The low-cost Digital Green initiative in India prepares video DVDs of live demonstrations of agricultural practices by experts to be distributed among small farmers in remote areas. By building on existing social linkages, the initiative is ten times more cost effective in disseminating good farming practices for higher productivity.

Indian agriculture currently faces the twin challenges of meeting the rising food demand of an increasing population in a sustainable manner and making the best use of the available resources and technology for enhancing the production and productivity of the agricultural sector. 

The very nature of Indian agriculture has been based on change- increasing resource (land and water, mainly) degradation, changes in demand and consumption pattern etc. Farmers require a different type of support, like training, problem-solving consultancy, marketing advice etc., to deal with these changes in agricultural practices. 

At the same time, there is ample evidence in India to suggest that increasing debts and declining returns have led some farmers to make desperate choices including selling their land below market rates and even suicide. A major problem lies in the dearth of adequate knowledge about farming itself, which leads to poor decision-making.

A popular method used for reducing this knowledge gap is agricultural extension wherein extension agents impart farming practices and techniques to farmers through individual interaction.

In this context, started in 2009, Digital Green seeks to build on existing agricultural extension programmes by combining social organisation and technology. The Digital Green approach involves the use of videos for disseminating information about agricultural techniques that farmers can easily adopt in order to increase their productivity.

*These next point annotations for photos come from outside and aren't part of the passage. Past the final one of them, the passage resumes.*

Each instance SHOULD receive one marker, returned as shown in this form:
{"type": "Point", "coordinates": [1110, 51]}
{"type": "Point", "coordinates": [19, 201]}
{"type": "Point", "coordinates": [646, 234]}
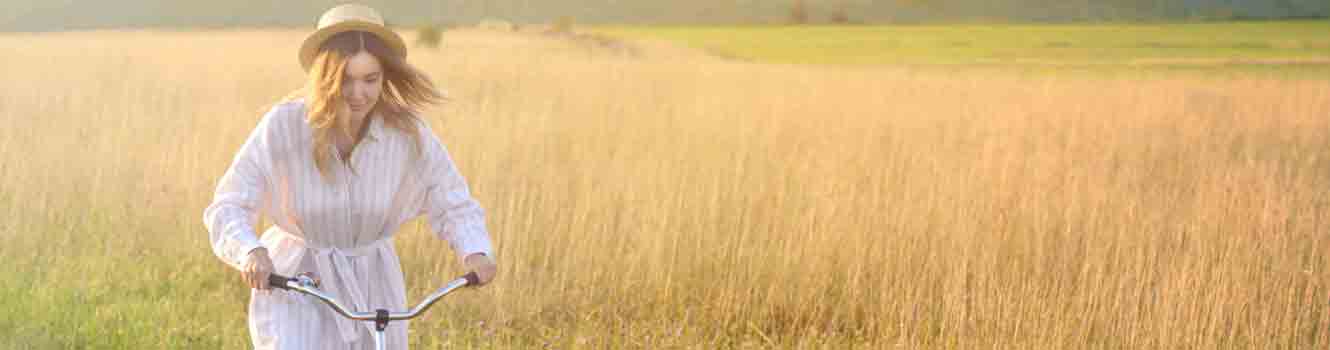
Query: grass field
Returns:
{"type": "Point", "coordinates": [1294, 47]}
{"type": "Point", "coordinates": [665, 200]}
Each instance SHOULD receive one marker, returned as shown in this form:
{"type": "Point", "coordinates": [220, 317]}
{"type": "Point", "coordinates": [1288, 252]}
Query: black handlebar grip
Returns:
{"type": "Point", "coordinates": [472, 280]}
{"type": "Point", "coordinates": [278, 281]}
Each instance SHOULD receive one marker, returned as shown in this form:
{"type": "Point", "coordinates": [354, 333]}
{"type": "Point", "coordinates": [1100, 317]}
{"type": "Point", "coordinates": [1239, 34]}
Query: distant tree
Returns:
{"type": "Point", "coordinates": [798, 13]}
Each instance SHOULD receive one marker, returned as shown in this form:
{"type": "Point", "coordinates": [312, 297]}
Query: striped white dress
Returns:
{"type": "Point", "coordinates": [341, 230]}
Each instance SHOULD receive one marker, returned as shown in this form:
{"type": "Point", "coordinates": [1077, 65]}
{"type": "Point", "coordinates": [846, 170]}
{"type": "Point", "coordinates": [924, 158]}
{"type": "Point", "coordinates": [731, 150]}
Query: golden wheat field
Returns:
{"type": "Point", "coordinates": [659, 198]}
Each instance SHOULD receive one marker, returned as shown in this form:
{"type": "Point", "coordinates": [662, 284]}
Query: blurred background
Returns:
{"type": "Point", "coordinates": [716, 175]}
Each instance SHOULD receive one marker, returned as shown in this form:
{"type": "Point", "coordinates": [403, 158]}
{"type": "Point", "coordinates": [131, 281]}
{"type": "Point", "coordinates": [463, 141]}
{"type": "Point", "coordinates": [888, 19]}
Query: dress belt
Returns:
{"type": "Point", "coordinates": [330, 261]}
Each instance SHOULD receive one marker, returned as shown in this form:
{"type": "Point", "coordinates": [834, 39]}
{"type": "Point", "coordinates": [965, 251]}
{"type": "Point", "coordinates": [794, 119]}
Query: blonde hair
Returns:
{"type": "Point", "coordinates": [406, 91]}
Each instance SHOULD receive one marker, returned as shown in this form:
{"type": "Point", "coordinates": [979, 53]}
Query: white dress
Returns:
{"type": "Point", "coordinates": [341, 230]}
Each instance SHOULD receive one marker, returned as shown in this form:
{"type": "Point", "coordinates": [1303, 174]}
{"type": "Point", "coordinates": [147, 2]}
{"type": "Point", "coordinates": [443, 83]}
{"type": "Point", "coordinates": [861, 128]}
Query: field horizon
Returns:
{"type": "Point", "coordinates": [664, 197]}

However, agricultural extension programmes are fraught with problems and, combined with the ever-more  complex nature of Indian agriculture, their actual impact varies greatly. This approach has problems of scale because of the huge number of staff required to support the programmes. Extension officers tend to restrict their interactions to the richer, larger-scale farmers in each village, who are typically more inclined to experiment with new inputs. Extension systems aim to use these farmers as models, but the field staff is hardly able to showcase the progression of these farmers to wider audiences due to social and resource limitations.

Against this backdrop, Digital Green uses simple and cost-effective technology tools for agricultural extension. It uses video to disseminate agricultural practices making use  of cost-realistic technologies, which include TVs and DVD players to do so. The main stakeholders of this approach are Digital Green, local partner organizations and the farmers.

The video-based content reduces the need for expert help for each farmer. The videos are localised to a region and cater to the agricultural practices particular to that region. The strength of the DG system lies in the way the videos are used, and the way it employs natural social dynamics to augment a single worker’s ability to evangelise agricultural practices.

Digital Green partners with local organizations that are already working on agricultural extension programmes. Currently, it is operating in 5 states and partners with 7 organizations. With more than 1650 videos in its database and a reach over 58,000 farmers, Digital Green today is ten times more effective, per dollar spent, in converting farmers to better farming practices than traditional approaches to agricultural extension.